Node SSL Setup

Introduction

Node SSL certificates support secure communication with sChain endpoints. By default, each node of a SKALE Chain listens on HTTP and WS ports. If SSL certs exist on the node, then HTTPS and WSS ports are also turned on.

Node SSL certificates aren’t required to start a node, register it, or create sChains. However, dApp developers using SKALE Chains need HTTPS/WSS endpoints to work with toolings such as API based wallets and other integrations. Therefore, SSL certificates are required for SKALE Network validator nodes.

Node SSL onboarding

Here’s an example of a step-by-step process of setting up validator node SSL.

Prerequisites

To upload SSL certificates to the node, you’ll have to do a few steps on your side which may vary depending on your domain name provider, certificate authority, etc. See here for reference example of how use free Let’s Encrypt certificates.

The steps include:

• getting domain names for each node.
• issuing SSL certificates for them.
• uploading certificates to the node.
• setting up domain name for the node in the SKALE Manager smart contracts.

Note

This procedure will vary depending on your domain management service (Google Domains, GoDaddy, etc).

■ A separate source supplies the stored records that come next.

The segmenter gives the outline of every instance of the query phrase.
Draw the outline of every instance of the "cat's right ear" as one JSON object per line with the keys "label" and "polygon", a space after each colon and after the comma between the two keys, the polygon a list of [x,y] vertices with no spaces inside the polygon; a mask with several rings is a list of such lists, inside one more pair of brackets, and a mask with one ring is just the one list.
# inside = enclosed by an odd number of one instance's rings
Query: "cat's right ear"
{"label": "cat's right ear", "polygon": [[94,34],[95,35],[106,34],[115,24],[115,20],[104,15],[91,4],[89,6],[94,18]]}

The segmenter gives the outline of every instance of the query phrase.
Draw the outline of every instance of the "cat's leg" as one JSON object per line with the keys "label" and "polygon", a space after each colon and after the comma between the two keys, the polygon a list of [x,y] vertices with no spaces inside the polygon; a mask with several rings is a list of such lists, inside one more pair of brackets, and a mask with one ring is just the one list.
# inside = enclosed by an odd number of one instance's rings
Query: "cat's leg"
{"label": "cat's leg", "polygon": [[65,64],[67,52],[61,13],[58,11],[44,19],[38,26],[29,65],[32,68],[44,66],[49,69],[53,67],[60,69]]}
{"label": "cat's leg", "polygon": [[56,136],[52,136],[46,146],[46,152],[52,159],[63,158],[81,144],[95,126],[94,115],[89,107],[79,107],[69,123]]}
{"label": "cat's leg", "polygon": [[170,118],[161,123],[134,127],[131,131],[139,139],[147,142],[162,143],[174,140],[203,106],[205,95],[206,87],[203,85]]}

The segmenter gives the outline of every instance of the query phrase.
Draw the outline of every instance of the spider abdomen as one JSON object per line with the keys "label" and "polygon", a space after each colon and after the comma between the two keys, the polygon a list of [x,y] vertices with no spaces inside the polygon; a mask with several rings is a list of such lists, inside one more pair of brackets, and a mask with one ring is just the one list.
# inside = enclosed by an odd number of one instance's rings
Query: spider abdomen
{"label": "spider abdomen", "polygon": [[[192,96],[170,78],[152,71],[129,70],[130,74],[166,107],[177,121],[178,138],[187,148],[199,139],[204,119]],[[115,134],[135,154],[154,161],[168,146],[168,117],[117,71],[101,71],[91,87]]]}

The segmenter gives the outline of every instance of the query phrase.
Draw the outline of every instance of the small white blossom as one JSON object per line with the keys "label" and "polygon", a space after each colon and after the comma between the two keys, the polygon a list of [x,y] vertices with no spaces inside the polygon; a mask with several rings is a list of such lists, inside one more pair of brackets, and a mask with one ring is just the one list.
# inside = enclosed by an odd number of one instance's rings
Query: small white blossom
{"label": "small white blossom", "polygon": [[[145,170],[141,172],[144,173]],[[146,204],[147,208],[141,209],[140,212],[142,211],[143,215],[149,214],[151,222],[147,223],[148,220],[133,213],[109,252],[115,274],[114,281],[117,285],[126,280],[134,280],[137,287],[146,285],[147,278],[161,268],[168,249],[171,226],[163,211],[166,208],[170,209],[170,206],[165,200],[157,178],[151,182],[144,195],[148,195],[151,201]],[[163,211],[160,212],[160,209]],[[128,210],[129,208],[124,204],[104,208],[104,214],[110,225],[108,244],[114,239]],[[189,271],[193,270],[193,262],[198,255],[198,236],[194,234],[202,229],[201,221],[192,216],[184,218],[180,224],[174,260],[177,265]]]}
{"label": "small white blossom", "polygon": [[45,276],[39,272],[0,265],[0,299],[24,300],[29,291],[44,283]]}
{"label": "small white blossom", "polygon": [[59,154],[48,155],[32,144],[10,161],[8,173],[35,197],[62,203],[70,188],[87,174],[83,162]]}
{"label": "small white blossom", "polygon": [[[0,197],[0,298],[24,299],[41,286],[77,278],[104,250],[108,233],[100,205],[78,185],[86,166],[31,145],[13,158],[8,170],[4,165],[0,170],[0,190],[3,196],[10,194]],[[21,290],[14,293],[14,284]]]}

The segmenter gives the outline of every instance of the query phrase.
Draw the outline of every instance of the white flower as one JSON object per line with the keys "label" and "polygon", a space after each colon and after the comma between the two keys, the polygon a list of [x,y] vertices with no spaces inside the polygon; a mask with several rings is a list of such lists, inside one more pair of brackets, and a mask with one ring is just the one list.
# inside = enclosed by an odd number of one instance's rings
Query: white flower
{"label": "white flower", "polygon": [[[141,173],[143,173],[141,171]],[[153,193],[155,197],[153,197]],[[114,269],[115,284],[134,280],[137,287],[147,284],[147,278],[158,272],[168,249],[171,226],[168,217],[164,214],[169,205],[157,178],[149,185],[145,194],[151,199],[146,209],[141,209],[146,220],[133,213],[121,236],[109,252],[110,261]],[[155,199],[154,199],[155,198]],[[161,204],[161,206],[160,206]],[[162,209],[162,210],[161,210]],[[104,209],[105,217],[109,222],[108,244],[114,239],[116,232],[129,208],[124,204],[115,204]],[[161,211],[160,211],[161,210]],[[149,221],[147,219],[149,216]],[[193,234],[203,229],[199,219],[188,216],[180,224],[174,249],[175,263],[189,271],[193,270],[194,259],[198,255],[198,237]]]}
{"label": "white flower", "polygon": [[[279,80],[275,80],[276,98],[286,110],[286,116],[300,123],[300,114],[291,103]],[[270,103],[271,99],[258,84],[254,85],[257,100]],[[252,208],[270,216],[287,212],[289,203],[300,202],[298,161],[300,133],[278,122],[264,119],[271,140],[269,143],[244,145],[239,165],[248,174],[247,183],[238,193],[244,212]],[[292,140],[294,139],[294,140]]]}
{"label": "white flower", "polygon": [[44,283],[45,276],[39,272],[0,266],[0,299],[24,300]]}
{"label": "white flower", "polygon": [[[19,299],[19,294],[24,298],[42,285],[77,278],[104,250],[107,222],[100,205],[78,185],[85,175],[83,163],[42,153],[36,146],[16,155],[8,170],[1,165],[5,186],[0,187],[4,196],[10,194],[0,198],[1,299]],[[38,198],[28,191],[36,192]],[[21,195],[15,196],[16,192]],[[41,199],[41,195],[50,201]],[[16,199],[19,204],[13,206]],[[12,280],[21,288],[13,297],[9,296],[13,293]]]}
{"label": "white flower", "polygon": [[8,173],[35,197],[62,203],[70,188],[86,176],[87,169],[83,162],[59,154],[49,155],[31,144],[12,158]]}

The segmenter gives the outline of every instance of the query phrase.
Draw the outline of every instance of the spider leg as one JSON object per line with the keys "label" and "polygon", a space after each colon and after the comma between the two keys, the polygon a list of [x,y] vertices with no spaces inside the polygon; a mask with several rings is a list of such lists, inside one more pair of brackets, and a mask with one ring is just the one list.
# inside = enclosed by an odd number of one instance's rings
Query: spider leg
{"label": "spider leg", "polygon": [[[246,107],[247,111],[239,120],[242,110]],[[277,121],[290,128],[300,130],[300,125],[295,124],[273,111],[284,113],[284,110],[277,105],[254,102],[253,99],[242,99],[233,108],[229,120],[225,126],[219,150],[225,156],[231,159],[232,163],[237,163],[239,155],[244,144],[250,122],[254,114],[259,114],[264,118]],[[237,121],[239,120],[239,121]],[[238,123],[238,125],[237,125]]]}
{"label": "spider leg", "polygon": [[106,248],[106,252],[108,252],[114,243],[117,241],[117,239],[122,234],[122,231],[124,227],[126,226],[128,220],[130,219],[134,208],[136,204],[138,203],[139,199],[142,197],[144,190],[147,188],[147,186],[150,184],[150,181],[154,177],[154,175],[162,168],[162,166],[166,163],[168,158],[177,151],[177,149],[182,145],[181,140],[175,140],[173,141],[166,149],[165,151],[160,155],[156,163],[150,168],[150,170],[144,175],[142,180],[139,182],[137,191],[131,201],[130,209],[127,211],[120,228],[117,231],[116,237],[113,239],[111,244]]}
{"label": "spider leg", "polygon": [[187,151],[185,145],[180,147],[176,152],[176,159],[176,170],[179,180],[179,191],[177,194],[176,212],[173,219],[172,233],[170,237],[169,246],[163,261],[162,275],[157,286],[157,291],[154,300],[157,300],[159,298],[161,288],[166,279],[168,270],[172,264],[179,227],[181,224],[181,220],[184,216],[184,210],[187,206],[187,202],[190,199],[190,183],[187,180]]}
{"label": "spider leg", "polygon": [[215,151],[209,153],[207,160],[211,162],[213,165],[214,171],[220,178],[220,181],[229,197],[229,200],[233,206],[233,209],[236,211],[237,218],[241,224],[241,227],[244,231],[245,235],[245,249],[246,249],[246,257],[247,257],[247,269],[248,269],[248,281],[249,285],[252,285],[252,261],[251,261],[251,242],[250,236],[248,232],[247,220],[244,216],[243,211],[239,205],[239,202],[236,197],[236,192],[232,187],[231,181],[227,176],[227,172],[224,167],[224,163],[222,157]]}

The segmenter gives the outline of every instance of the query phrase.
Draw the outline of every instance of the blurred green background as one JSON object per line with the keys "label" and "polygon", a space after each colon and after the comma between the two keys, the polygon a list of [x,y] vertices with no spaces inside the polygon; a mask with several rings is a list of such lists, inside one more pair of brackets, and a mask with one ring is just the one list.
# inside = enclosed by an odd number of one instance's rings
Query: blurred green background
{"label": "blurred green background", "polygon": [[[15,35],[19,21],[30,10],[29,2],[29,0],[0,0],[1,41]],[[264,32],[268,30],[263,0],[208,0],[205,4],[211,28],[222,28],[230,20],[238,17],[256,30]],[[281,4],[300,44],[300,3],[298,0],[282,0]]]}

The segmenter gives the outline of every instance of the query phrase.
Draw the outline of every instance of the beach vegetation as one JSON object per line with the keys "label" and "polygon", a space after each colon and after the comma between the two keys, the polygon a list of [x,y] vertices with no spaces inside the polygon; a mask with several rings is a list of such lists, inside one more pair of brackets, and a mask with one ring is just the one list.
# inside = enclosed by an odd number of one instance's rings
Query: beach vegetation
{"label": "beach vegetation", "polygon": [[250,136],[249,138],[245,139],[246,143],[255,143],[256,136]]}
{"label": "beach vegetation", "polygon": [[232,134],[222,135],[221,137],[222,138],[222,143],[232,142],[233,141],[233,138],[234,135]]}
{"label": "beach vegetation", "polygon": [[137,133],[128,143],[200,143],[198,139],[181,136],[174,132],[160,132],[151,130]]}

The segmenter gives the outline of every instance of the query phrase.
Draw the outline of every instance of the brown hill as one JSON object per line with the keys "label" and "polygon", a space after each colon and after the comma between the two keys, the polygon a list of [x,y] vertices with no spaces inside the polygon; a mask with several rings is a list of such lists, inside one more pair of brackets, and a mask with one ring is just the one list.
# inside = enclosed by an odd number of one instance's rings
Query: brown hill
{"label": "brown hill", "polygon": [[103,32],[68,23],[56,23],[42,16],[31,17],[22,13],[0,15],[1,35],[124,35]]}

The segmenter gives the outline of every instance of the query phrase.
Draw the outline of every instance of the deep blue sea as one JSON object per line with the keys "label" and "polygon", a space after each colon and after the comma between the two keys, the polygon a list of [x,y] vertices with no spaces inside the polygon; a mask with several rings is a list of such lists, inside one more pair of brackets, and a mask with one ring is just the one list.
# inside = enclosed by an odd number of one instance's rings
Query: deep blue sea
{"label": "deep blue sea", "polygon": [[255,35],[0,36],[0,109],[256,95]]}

1. Domain name and redirects

   The first thing you will need is the domain name. You’ll need one per node, so it makes sense to set up a subdomain for each one and set up redirects. Let’s say you own awesome-validator.com and run two nodes with the following IP addresses, names, and redirects:

   Node name	Node IP	Redirect
   node-0	123.1.23.5	node-0.awesome-validator.com
   node-1	5.46.34.25	node-1.awesome-validator.com

2. Verify redirects

   You can verify that redirects work by sending a request to the watchdog API on 3009 port using your domain name.

3. Issue SSL certificates

   Once you have all redirects for your nodes, you can move to the SSL certificates. You will need SSL certs issued by one of the Trusted CAs. Once you’ve decided on the certificate issuer, you have several options - issue a separate certificate for each subdomain (node-0.awesome-validator.com, node-1.awesome-validator.com) or issue a single Wildcard SSL for all nodes (*.awesome-validator.com). As a result, you should have 2 main files saved and copied to the respective nodes:

   • Certificate file (usually called something like fullchain.pem or cert.pem)
   • Private key file (usually called something like privkey.pem, pk.pem)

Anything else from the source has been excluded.